BEREA, Ky. - There's plenty of talk of coal's importance to Kentucky's economy, but a new report suggests taking a serious look at what clean energy can do to put Kentuckians back to work. The Mountain Association for Community Economic Development (MACED) surveyed wide-ranging studies on the emerging clean-energy economy in the Bluegrass State.

Jason Bailey, research and policy director for MACED, says the state's beleaguered manufacturing and construction industries could get a big boost from clean-energy jobs.

"It's in jobs like retro-fitting homes and buildings for energy efficiency; in manufacturing the component parts that go into new renewable-energy systems; in installing renewable energy."

Bailey says Kentucky should join other states in creating a portfolio standard for wind, solar and other renewable energy sources, and expand financing to spur investment among developers, businesses and homeowners.

He contends that, as job opportunities in coal slide, there's growing recognition that Kentucky should gradually look to cleaner, greener energy forms.

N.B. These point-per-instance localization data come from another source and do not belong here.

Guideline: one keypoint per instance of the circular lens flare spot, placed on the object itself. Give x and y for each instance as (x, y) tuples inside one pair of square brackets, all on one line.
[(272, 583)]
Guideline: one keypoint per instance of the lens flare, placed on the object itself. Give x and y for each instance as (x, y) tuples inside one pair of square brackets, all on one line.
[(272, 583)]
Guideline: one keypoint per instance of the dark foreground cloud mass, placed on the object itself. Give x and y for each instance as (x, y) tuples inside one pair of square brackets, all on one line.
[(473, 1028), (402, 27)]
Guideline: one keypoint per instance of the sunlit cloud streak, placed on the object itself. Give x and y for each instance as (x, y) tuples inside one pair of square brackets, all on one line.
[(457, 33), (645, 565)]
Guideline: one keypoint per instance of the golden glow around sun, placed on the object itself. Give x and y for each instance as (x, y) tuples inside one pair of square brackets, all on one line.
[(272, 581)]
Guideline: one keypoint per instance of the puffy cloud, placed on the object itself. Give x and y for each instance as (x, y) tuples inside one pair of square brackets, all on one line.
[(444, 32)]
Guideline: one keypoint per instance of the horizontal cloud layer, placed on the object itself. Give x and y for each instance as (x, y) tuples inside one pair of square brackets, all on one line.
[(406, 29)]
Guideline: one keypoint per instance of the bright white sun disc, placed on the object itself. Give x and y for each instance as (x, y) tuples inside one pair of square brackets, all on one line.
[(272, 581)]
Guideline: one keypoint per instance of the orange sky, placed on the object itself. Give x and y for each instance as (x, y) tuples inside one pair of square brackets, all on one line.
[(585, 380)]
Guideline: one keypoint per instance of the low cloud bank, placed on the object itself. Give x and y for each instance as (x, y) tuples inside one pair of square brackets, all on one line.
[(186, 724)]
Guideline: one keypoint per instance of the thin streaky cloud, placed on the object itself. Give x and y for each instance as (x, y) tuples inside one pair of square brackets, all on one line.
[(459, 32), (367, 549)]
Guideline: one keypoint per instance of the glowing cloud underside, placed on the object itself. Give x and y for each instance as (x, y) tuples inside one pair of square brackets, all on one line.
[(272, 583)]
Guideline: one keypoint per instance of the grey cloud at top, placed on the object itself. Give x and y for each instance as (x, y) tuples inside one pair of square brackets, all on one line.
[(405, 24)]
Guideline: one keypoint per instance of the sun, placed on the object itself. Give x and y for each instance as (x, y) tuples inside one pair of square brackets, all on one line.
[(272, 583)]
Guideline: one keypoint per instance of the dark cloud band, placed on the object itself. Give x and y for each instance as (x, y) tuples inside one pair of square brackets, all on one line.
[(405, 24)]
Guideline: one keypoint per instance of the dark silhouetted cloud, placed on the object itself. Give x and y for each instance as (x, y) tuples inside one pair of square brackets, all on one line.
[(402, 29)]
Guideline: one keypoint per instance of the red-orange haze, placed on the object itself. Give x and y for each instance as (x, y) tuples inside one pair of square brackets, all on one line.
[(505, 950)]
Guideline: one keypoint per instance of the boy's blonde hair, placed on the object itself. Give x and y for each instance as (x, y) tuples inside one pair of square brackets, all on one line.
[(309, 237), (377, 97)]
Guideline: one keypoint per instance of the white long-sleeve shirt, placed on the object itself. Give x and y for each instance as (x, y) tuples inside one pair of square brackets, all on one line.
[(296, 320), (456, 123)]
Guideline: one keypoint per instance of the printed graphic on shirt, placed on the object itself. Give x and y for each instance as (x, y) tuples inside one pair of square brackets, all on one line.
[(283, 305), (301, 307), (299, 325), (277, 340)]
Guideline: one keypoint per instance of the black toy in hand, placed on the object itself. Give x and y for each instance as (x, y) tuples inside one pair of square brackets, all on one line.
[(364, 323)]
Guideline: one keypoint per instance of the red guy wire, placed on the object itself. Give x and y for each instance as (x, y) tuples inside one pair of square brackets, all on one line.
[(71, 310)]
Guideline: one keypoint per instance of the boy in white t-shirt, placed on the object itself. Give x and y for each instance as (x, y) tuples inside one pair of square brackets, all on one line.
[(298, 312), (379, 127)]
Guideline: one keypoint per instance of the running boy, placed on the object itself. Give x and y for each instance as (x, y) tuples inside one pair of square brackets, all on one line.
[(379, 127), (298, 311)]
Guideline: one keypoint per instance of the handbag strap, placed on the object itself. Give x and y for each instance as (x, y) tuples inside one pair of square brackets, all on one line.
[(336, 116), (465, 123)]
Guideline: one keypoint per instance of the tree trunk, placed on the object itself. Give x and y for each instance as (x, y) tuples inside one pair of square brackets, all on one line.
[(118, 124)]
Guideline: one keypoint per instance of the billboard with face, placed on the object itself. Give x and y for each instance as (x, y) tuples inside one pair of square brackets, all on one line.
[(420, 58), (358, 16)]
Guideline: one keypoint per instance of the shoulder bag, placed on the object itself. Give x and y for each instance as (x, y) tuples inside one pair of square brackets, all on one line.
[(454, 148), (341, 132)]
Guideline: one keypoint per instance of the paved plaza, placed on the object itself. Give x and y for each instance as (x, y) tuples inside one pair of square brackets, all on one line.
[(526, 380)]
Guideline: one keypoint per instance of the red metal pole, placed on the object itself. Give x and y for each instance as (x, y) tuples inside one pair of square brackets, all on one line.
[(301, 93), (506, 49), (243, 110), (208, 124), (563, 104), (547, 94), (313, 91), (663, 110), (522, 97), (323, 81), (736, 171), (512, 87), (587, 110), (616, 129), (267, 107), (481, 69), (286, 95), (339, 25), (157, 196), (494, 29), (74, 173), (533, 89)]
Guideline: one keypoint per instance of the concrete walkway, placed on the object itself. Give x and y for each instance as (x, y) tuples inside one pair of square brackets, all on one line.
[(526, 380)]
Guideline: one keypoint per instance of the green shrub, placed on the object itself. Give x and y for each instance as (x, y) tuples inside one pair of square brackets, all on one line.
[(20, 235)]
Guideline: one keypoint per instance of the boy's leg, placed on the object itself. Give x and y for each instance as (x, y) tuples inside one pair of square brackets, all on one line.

But Bailey says some training may be needed.

"A lot of the jobs that will be created in the clean energy sector are so-called 'middle-skill' jobs which need more than a high school diploma but less than a four-year college degree. And we have a lot of Kentuckians who are low-skilled, who have not achieved those credentials."

MACED reports that in 2007, about 56 percent of the state's job demand was in middle-skill occupations, but only 44 percent of workers were equipped for those jobs. MACED says the state should coordinate a work force development strategy that maps career pathways for low-skilled, low-income Kentuckians in clean energy.